No futebol, nos dividimos até quando o clube de coloração ou escudo antipáticos enfrenta equipes de outros países. Qualquer um de nós já viu flamenguistas, vascaínos, palmeirenses, tricolores, corintianos, gremistas, atleticanos e colorados torcendo pelo coirmão, ainda que o adversário seja argentino. O problema brasileiro dos dias atuais é a divisão política, muito mais danosa do que um carcinoma metastático. Se tratado a tempo e corretamente, o câncer tem cura. Já a doença ideológica, além de transmissível, lembra uma infecção generalizada, isto é, atinge mente, coração, alma e órgãos da importância do fígado, fundamental para excreção de substâncias tóxicas.

A política pós-Luiz Inácio ainda não foi devidamente metabolizada por Jair Bolsonaro, que pensa como líder eterno, embora tenha vencido apenas uma disputa de vertentes. O país é o mesmo, a bandeira continua predominantemente verde e amarela e os eleitores (vencidos ou vencedores) mantiveram seus títulos aptos para futuros pleitos. Em síntese, o cargo de presidente é eletivo, consequentemente temporário. Estar no poder não significa se perpetuar na cadeira presidencial. Um dia ela quebra ou, o que é mais comum, seu ocupante perde o verniz. Quando isso ocorre, o rei acaba nu. É a aplicação mais didática da derrota: rei morto, rei posto.

Foi-se o tempo em que os mais velhos tinham prazer em votar, orgulho em mostrar o título devidamente registrado e a certeza do dever cumprido quando elegiam o candidato preferido. Se o vencedor fosse um adversário, ninguém xingava, ninguém matava e ninguém morria. Com tranquilidade e perseverança, esperavam a próxima eleição. Ainda sem muita clareza, a possibilidade de derrota em 2022 já fez surgir histórias antecipadas de fraudes ou ameaças de rupturas antidemocráticas. Sinal do gosto amargo e do vampirismo político-partidário sem propostas, sem ideais e, o que é pior, sem partidos. Fulanizaram de tal forma a política que faltam os medalhões de outrora e sobram os aventureiros de sempre.

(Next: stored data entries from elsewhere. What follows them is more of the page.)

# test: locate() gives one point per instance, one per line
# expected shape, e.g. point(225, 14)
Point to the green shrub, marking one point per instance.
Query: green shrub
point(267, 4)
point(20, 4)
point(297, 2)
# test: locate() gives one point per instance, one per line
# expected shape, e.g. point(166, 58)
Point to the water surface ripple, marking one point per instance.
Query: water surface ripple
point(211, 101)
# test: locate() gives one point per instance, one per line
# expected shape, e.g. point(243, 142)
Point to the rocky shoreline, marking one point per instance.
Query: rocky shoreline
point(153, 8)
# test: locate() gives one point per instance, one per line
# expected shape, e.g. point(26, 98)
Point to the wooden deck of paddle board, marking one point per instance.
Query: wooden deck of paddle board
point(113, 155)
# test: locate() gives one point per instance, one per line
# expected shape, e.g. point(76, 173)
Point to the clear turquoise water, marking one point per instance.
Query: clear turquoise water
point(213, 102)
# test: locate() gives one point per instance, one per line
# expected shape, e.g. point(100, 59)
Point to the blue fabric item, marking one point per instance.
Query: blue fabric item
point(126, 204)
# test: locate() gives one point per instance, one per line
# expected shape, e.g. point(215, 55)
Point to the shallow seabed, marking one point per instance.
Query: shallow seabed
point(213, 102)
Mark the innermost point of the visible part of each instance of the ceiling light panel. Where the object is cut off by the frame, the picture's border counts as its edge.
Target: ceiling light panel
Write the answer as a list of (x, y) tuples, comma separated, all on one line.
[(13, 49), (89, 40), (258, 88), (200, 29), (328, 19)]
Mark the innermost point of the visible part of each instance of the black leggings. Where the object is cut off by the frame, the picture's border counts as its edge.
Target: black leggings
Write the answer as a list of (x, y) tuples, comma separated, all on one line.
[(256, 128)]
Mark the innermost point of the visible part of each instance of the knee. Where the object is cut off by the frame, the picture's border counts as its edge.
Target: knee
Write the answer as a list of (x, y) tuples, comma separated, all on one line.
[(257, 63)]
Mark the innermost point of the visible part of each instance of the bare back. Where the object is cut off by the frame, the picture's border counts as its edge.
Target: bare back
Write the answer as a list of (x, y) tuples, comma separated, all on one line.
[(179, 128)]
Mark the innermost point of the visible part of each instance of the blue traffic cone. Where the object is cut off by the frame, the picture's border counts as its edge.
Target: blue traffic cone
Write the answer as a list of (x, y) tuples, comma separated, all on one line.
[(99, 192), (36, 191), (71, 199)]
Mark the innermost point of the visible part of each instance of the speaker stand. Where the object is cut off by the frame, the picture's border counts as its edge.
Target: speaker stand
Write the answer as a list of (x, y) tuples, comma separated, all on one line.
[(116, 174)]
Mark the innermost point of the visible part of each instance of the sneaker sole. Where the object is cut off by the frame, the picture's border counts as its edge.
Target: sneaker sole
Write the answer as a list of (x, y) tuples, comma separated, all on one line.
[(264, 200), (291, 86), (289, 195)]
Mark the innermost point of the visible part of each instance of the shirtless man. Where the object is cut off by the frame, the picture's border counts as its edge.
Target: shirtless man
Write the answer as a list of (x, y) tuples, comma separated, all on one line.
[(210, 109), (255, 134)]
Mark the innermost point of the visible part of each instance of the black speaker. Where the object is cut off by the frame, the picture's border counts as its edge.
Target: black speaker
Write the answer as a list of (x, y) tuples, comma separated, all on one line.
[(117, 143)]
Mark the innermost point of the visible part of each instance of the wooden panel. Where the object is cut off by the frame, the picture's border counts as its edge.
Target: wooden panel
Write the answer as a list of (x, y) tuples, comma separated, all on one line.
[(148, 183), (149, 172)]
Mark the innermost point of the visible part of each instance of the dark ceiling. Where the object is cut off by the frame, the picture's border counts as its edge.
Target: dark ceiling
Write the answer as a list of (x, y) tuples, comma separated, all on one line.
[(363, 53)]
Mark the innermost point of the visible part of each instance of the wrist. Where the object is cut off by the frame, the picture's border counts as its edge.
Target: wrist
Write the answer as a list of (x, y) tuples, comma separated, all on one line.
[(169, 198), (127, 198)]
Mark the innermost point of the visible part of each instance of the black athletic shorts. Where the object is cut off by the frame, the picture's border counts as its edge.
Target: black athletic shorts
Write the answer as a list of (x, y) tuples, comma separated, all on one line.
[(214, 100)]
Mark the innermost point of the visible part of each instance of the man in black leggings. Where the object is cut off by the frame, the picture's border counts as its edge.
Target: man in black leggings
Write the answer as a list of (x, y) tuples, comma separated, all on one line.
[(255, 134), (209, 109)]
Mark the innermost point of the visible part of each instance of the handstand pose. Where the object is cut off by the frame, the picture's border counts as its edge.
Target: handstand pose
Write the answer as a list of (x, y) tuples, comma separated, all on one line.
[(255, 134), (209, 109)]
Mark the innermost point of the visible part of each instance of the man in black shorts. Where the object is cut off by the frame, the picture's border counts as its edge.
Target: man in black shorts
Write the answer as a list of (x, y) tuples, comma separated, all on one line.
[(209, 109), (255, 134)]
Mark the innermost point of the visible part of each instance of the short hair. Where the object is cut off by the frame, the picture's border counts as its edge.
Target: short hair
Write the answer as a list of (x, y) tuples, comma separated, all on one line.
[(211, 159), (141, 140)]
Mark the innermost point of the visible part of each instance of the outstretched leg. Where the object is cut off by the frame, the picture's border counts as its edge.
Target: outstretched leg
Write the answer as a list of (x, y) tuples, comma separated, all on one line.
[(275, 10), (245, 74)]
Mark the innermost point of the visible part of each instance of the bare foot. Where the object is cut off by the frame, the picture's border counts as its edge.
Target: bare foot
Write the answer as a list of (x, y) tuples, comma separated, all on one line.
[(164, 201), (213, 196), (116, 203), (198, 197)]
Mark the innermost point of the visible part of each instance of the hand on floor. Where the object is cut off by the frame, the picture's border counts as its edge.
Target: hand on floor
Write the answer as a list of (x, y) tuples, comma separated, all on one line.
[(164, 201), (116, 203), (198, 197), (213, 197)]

No fim do século passado ainda conseguíamos eleger candidatos preocupados com a saúde, educação, com o emprego e, sobretudo com a governança. Limitados no sentido amplo do termo, os eleitos nessas duas últimas décadas são incapazes de esconder a prioridade sobre projetos pessoais, o despreparo na condução administrativa da nação e a dificuldade em apresentar propostas perenes em benefício da integralidade da sociedade. É insuficiente se imaginar líder governando prioritariamente para uma parcela supostamente mais afinada com seus feitos ou malfeitos. Também é de mau agouro transformar debates em combates. Liderar deveria ser sinônimo de governança e não de lambança em nome do poder.

Moribundo desde meados de 2020, nas cordas por causa do agravamento da pandemia e claramente dividido em dois países, o Brasil de hoje não precisa de brigas, golpes, remédios aviados como salvadores, mas sem eficácia comprovada, tampouco de rezadeiras, pastores ou líderes espirituais sem competência. O povo quer parar de morrer, cobra vacina, exige mais emprego e pede respostas rápidas e firmes sobre o histórico desarranjo da economia. Por enquanto, apenas negacionismos e desgastes diários de um lado e, de outro, dúvidas, muitas dúvidas. O palco está montado. Resta às companhias montar suas trupes e torcer por uma boa bilheteria. Os dois lados sabem que, sem público, não há espetáculo. Chega de monólogos e de textos e discursos capengas. O brasileiro quer circo, mas não admite mais lhe sobrar apenas o nariz do palhaço.